Lawyer said deal possible in several days

NEW YORK – Baseball’s top labor lawyer said Tuesday it was possible a bargaining agreement could be reached ”in the next several days” to avert a threatened walkout by players.

One day after the union held off setting a strike date, talks resumed and focused on two key issues: management’s desire for increased revenue sharing and a luxury tax that would restrain spending by high-payroll teams.

Though neither side pointed to any specific progress, management lawyer Ron Manfred said: ”I think both parties feel tremendous pressure to get this resolved as quickly as possible.”

The union’s executive board has scheduled a telephone conference call Friday, and could set a strike date then if it thinks a deal isn’t close.

Asked if he thought a settlement could be reached before the conference call, Manfred replied: ”Friday is a little too specific for me. I continue to believe we are close enough that it is possible to make an agreement in the next several days.”

Union head Donald Fehr was more reticent in discussing the latest session.

”At this stage, daily running commentary is not something I would suggest; that would enhance rather detract from making a deal,” he said.

But Johnny Damon of the Boston Red Sox said players ”get the feeling the owners think we can get something done by the end of the week.”

”If they really want to work with us, we’re ready, but if not, a date might have to be set,” he said.

Both sides say the luxury tax is the biggest hurdle to a settlement, disagreeing on what it is supposed to do.

”We view it as certainly something that artificially restrains payroll,” Fehr said. ”But one of the things it does is transfer money. He’s being grossly oversimplistic.”

For Manfred, a stiffer luxury tax is a must.

”My view is that it’s clear that if an agreement is reached in the next few days, it will contain a luxury tax,” he said, adding that ”the tax mechanism that was in the last Basic Agreement would not be acceptable to us this time around.”

Owners first proposed increasing the amount of locally generated revenue that clubs share from 20 percent to 50 percent. They also asked for a 50 percent luxury tax on the portions of payrolls over $98 million, including 40-man rosters and benefits.

On Sunday, owners raised the payroll threshold to $100 million, said one participant in the talks who spoke on condition of anonymity.

Owners also offered to phase in the tax for high-spending teams, saying that for teams with payrolls over $130 million, the full 50-percent rate would take effect in 2006. For those clubs with salaries over $115 million, the 50-percent rate would start in 2005. For all others over $100 million, the 50-percent tax would start next year.

The previous contract, which expired last November, contained a luxury tax for the 1997, 1998 and 1999 seasons. It started at the midpoint of the payrolls of the fifth- and sixth-highest spenders, and had a rate of 34 percent or 35 percent, depending on the season.

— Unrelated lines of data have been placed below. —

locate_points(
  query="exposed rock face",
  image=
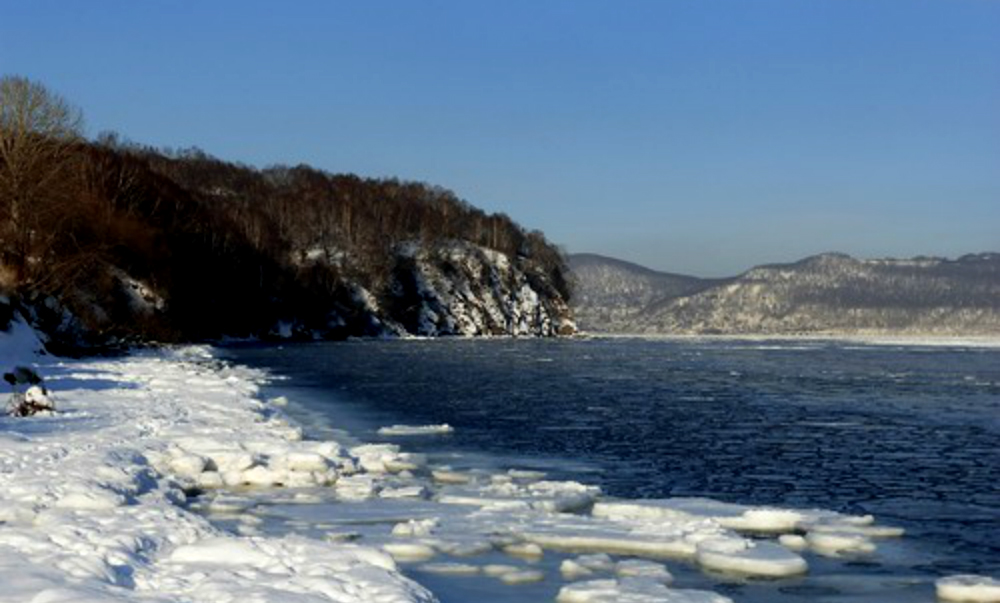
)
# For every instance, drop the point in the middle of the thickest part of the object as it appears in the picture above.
(824, 294)
(462, 289)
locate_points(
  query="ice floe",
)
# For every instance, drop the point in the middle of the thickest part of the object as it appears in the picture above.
(409, 430)
(967, 588)
(98, 503)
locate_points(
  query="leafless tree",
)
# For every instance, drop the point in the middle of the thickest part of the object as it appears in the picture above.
(37, 129)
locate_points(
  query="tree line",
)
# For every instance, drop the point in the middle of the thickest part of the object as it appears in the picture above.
(228, 248)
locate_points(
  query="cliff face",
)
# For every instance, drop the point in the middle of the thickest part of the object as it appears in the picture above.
(833, 294)
(187, 247)
(456, 288)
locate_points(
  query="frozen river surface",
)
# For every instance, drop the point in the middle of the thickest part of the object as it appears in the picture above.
(908, 434)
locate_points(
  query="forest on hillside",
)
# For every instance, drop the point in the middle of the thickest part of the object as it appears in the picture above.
(108, 240)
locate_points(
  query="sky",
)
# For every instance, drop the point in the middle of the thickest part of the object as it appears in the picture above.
(692, 136)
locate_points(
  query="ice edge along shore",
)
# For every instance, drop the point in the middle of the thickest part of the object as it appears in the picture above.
(92, 503)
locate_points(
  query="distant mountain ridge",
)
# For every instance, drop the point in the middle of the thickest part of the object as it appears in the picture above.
(830, 293)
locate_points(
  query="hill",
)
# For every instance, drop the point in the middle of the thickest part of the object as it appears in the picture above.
(823, 294)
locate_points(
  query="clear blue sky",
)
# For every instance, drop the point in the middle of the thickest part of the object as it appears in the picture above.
(698, 136)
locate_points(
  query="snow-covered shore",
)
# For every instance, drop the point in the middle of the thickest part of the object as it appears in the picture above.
(93, 504)
(89, 511)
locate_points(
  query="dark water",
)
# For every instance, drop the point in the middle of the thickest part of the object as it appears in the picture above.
(909, 434)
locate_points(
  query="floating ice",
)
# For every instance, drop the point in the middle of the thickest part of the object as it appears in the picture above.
(451, 569)
(750, 558)
(633, 590)
(968, 588)
(410, 430)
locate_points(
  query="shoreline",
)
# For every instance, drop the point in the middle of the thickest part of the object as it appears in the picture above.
(874, 339)
(109, 472)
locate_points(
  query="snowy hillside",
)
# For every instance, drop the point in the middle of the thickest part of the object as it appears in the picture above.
(610, 292)
(826, 294)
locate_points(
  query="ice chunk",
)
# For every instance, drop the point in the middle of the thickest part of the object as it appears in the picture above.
(527, 550)
(633, 590)
(967, 588)
(451, 569)
(749, 558)
(522, 576)
(409, 551)
(415, 527)
(409, 430)
(839, 544)
(641, 568)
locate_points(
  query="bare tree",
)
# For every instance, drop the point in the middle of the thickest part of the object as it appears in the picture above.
(37, 128)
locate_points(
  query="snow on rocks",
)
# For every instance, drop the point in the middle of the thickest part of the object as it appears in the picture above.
(633, 590)
(409, 430)
(966, 588)
(91, 499)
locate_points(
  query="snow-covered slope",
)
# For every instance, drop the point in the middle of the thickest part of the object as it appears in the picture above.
(610, 293)
(836, 294)
(461, 289)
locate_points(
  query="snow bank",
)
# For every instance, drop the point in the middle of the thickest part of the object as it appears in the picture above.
(94, 507)
(92, 500)
(405, 430)
(968, 589)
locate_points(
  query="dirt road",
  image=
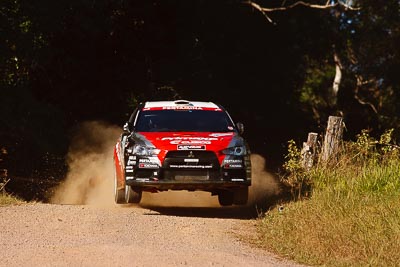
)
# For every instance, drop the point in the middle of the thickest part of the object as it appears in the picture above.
(82, 226)
(41, 234)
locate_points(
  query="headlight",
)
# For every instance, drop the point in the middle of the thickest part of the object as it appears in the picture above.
(144, 150)
(235, 151)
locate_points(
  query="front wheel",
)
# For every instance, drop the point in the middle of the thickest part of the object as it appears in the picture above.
(119, 194)
(132, 196)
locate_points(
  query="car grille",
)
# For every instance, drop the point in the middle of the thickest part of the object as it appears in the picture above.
(191, 165)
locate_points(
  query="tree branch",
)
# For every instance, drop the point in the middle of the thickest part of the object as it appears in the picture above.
(299, 3)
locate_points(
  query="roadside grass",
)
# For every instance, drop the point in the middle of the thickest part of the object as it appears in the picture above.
(351, 214)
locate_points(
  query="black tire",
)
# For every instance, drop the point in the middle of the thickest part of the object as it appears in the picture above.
(225, 198)
(241, 196)
(132, 196)
(119, 194)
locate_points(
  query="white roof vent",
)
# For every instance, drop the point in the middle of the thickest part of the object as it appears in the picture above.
(183, 102)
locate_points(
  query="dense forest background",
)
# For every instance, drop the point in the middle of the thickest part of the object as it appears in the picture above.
(68, 61)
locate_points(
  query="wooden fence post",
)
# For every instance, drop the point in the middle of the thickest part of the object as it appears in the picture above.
(309, 150)
(333, 136)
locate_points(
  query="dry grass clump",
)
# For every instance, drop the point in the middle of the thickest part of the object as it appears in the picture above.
(352, 217)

Owners felt that tax was of little or no significance, leading to their proposal for a fixed threshold and a higher rate. Players appear to be willing to consider a tax that will restrain salaries slightly but not severely. The union says revenue sharing and a luxury tax must be considered together because they would combine to take away millions of dollars from high-revenue teams.

”The union tends to analyze the tax as another mechanism that transfers money from one group of clubs to another group of clubs,” Manfred said. ”We view it differently. We view it as payroll regulation.”

At the ballparks, players were hopeful an agreement could be reached without a strike.

”Just the fact that we’re having this conference call will keep pressure on both sides,” Tampa Bay’s John Flaherty said. ”Keep the momentum going and, hopefully, we’ll have good news by the end of week. That’s being very optimistic, but we saw how quickly things picked up over the weekend just for the fact that we had this meeting on Monday.”

The last walkout began in August 1994 and lasted 232 days, wiping out the World Series for the first time in 90 years. This time, both camps have toned down their rhetoric in trying to avoid baseball’s ninth work stoppage since 1972.

”We’re already not popular, and neither are the owners,” Detroit’s Damion Easley said. ”All the fans care about is that there is no work stoppage at all, that we keep playing and that we work this thing out. They don’t want to hear about dollars and cents.”

Tampa Bay manager Hal McRae, a former union member, predicted there will not be a walkout.

”It’s bad for both sides if they strike,” he said. ”This time everybody knows there won’t be a winner. I think the fans would rebel. They’re sick of it. A coin toss which recovers quicker – baseball or the market?”